Managing the risk of bird strikes at Vancouver International


I am currently doing a little freelance entomology at Vancouver International Airport, for their wildlife control division. I work with three talented students from BCIT, Audrey Law, Miranda Threlfall and Brendon Tijman. These guys are great, and have managed to learn insect ID despite not having a reference collection to work with. As part of getting familiar with the whole operation, our wonderful supervisor David Bradbeer took us out for a tour of airside operations, so we could  see wildlife control in action.

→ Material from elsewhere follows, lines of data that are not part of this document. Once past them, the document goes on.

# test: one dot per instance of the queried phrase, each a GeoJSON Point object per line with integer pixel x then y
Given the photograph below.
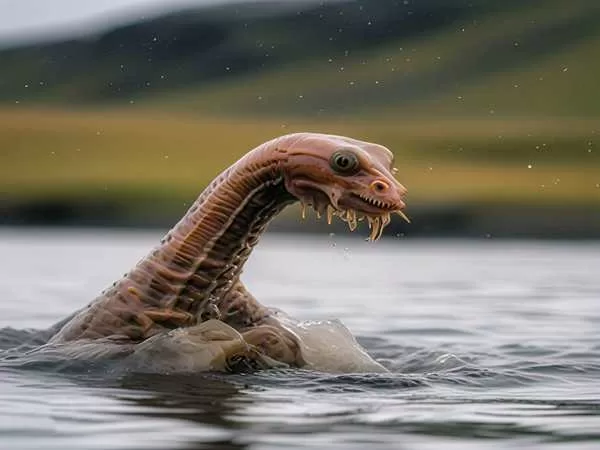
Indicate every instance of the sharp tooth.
{"type": "Point", "coordinates": [379, 226]}
{"type": "Point", "coordinates": [385, 219]}
{"type": "Point", "coordinates": [329, 214]}
{"type": "Point", "coordinates": [376, 230]}
{"type": "Point", "coordinates": [401, 214]}
{"type": "Point", "coordinates": [351, 216]}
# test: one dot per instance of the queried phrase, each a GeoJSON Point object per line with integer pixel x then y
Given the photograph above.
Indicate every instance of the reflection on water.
{"type": "Point", "coordinates": [491, 344]}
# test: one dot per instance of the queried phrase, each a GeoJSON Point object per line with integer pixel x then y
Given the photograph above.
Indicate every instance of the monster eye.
{"type": "Point", "coordinates": [344, 162]}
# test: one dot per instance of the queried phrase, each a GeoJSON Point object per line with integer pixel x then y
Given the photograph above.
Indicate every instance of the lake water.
{"type": "Point", "coordinates": [492, 344]}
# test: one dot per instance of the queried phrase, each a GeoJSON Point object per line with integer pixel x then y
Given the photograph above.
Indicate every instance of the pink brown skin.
{"type": "Point", "coordinates": [194, 274]}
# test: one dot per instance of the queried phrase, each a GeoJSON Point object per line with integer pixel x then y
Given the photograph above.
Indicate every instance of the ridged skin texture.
{"type": "Point", "coordinates": [193, 275]}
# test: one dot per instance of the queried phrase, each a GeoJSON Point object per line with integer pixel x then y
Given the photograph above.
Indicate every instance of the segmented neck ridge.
{"type": "Point", "coordinates": [201, 258]}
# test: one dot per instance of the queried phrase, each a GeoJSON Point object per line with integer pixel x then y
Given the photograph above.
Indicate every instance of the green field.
{"type": "Point", "coordinates": [117, 155]}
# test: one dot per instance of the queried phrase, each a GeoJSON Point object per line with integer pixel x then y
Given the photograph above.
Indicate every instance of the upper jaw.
{"type": "Point", "coordinates": [351, 206]}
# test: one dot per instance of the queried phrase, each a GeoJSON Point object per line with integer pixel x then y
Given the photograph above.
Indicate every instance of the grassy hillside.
{"type": "Point", "coordinates": [377, 58]}
{"type": "Point", "coordinates": [116, 155]}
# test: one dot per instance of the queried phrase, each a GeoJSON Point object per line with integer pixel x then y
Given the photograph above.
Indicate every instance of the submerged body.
{"type": "Point", "coordinates": [184, 307]}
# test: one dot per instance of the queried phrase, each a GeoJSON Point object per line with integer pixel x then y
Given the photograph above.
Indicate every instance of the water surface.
{"type": "Point", "coordinates": [492, 344]}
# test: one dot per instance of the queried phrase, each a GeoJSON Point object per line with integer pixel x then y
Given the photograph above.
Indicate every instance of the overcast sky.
{"type": "Point", "coordinates": [25, 20]}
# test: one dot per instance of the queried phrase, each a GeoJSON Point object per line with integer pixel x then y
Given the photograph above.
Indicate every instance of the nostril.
{"type": "Point", "coordinates": [379, 186]}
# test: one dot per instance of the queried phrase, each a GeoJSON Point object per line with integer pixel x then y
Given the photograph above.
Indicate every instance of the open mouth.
{"type": "Point", "coordinates": [356, 208]}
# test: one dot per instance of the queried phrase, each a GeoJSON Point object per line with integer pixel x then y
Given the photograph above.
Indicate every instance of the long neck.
{"type": "Point", "coordinates": [202, 257]}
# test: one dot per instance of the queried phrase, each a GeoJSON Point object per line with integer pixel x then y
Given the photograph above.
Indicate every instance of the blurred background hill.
{"type": "Point", "coordinates": [493, 108]}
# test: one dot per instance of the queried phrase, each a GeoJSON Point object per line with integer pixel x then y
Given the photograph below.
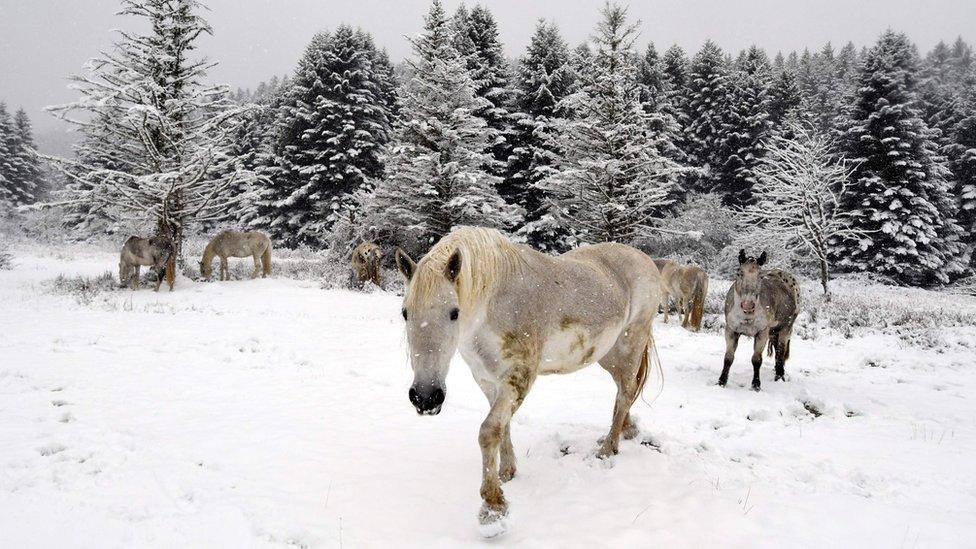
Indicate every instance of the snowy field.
{"type": "Point", "coordinates": [275, 413]}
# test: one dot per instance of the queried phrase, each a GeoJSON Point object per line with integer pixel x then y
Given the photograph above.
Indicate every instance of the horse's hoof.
{"type": "Point", "coordinates": [606, 452]}
{"type": "Point", "coordinates": [506, 473]}
{"type": "Point", "coordinates": [492, 520]}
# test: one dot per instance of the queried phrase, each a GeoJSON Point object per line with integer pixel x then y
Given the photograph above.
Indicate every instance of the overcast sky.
{"type": "Point", "coordinates": [41, 41]}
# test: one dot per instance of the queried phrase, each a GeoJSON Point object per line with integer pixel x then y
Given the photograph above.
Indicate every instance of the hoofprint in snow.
{"type": "Point", "coordinates": [272, 412]}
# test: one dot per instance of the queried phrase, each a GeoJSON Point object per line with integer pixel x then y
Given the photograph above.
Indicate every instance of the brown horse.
{"type": "Point", "coordinates": [764, 305]}
{"type": "Point", "coordinates": [237, 244]}
{"type": "Point", "coordinates": [156, 252]}
{"type": "Point", "coordinates": [366, 261]}
{"type": "Point", "coordinates": [688, 285]}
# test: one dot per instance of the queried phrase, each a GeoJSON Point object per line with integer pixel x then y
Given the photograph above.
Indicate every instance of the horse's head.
{"type": "Point", "coordinates": [430, 310]}
{"type": "Point", "coordinates": [206, 269]}
{"type": "Point", "coordinates": [747, 281]}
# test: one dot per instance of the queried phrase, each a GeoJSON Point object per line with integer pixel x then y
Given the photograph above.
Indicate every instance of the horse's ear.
{"type": "Point", "coordinates": [405, 264]}
{"type": "Point", "coordinates": [453, 266]}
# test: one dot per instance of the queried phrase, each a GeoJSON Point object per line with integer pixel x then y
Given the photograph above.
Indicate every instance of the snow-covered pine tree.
{"type": "Point", "coordinates": [899, 197]}
{"type": "Point", "coordinates": [655, 97]}
{"type": "Point", "coordinates": [709, 94]}
{"type": "Point", "coordinates": [252, 148]}
{"type": "Point", "coordinates": [962, 153]}
{"type": "Point", "coordinates": [333, 125]}
{"type": "Point", "coordinates": [491, 74]}
{"type": "Point", "coordinates": [674, 65]}
{"type": "Point", "coordinates": [27, 178]}
{"type": "Point", "coordinates": [611, 178]}
{"type": "Point", "coordinates": [155, 131]}
{"type": "Point", "coordinates": [435, 178]}
{"type": "Point", "coordinates": [746, 127]}
{"type": "Point", "coordinates": [542, 80]}
{"type": "Point", "coordinates": [784, 96]}
{"type": "Point", "coordinates": [7, 195]}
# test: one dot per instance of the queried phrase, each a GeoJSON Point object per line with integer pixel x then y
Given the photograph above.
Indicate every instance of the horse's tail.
{"type": "Point", "coordinates": [647, 358]}
{"type": "Point", "coordinates": [171, 270]}
{"type": "Point", "coordinates": [771, 344]}
{"type": "Point", "coordinates": [698, 300]}
{"type": "Point", "coordinates": [266, 260]}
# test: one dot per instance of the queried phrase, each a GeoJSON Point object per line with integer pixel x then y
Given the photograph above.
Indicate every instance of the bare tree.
{"type": "Point", "coordinates": [799, 185]}
{"type": "Point", "coordinates": [157, 136]}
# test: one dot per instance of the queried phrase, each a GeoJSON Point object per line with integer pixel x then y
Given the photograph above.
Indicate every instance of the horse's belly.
{"type": "Point", "coordinates": [569, 350]}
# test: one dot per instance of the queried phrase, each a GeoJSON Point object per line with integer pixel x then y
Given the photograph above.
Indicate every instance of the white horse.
{"type": "Point", "coordinates": [515, 313]}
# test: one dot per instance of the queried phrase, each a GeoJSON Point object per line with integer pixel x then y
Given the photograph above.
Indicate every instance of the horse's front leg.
{"type": "Point", "coordinates": [257, 266]}
{"type": "Point", "coordinates": [758, 346]}
{"type": "Point", "coordinates": [494, 437]}
{"type": "Point", "coordinates": [731, 343]}
{"type": "Point", "coordinates": [507, 465]}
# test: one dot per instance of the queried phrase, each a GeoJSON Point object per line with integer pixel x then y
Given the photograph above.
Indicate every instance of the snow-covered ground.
{"type": "Point", "coordinates": [272, 412]}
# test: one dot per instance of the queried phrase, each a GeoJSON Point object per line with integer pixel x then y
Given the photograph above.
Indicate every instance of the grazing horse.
{"type": "Point", "coordinates": [366, 261]}
{"type": "Point", "coordinates": [764, 305]}
{"type": "Point", "coordinates": [156, 252]}
{"type": "Point", "coordinates": [515, 313]}
{"type": "Point", "coordinates": [237, 244]}
{"type": "Point", "coordinates": [688, 284]}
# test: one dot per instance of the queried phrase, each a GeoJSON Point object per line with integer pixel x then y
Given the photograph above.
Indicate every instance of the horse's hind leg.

So the basic idea revolves around birds. These big birds carry a bunch of humans around. The human lives on the big birds are worth a lot, and the birds themselves are not cheap either.


Smaller birds, such as these starlings, can really mess up the operations of the big birds, and make everyone have a really bad day. So Wildlife Control is there to make sure the airport is a safe place for the big birds to do their thing.


Some of the larger raptors, like hawks, can really dampen the mood during takeoff and landing, so some of these are trapped and relocated using things like this Swedish Goshawk Trap. If this baby is triggered by a trapped bird, wildlife control gets a text, saying “come take this hawk out!”.


David shows the students how the trap works.


Some of the resident hawks, long used to airfield conditions, are not much of a problem, and are tolerated. They are marked and keep their territories relatively free of less-experienced, more dangerous naiive birds.


Others, such as this Rough-legged Hawk, are migrants, with little notion of airfield etiquette, and can pose a bigger hazard. Unfortunately, they are also difficult to trap!


One of the ways to keep birds moving off the airfield is with pyrotechnics, such as this little starter pistol. It fires a banger or flare, and can encourage some species to leave the area.


If pyrotechnics don’t work, another way to move birds out of danger is to exploit their fear of predators. Here Emily Flemming from Pacific Northwest Raptors  prepares a young Peregrine tiercel for flight.


These peregrines can clear out dunlin faster than pyrotechnics.


They are awesome in flight, but hard to focus on!



A Harris’ Hawk, is a bit slower and more of a generalist. They can scare anything duck size and below.


Miranda checks out the Harris’ Hawk.


Audrey gets a close encounter.


It is a full time job keeping birds and planes from unfortunate collisions, but with YVR Wildlife Services on the job, the airport operations are much easier to manage.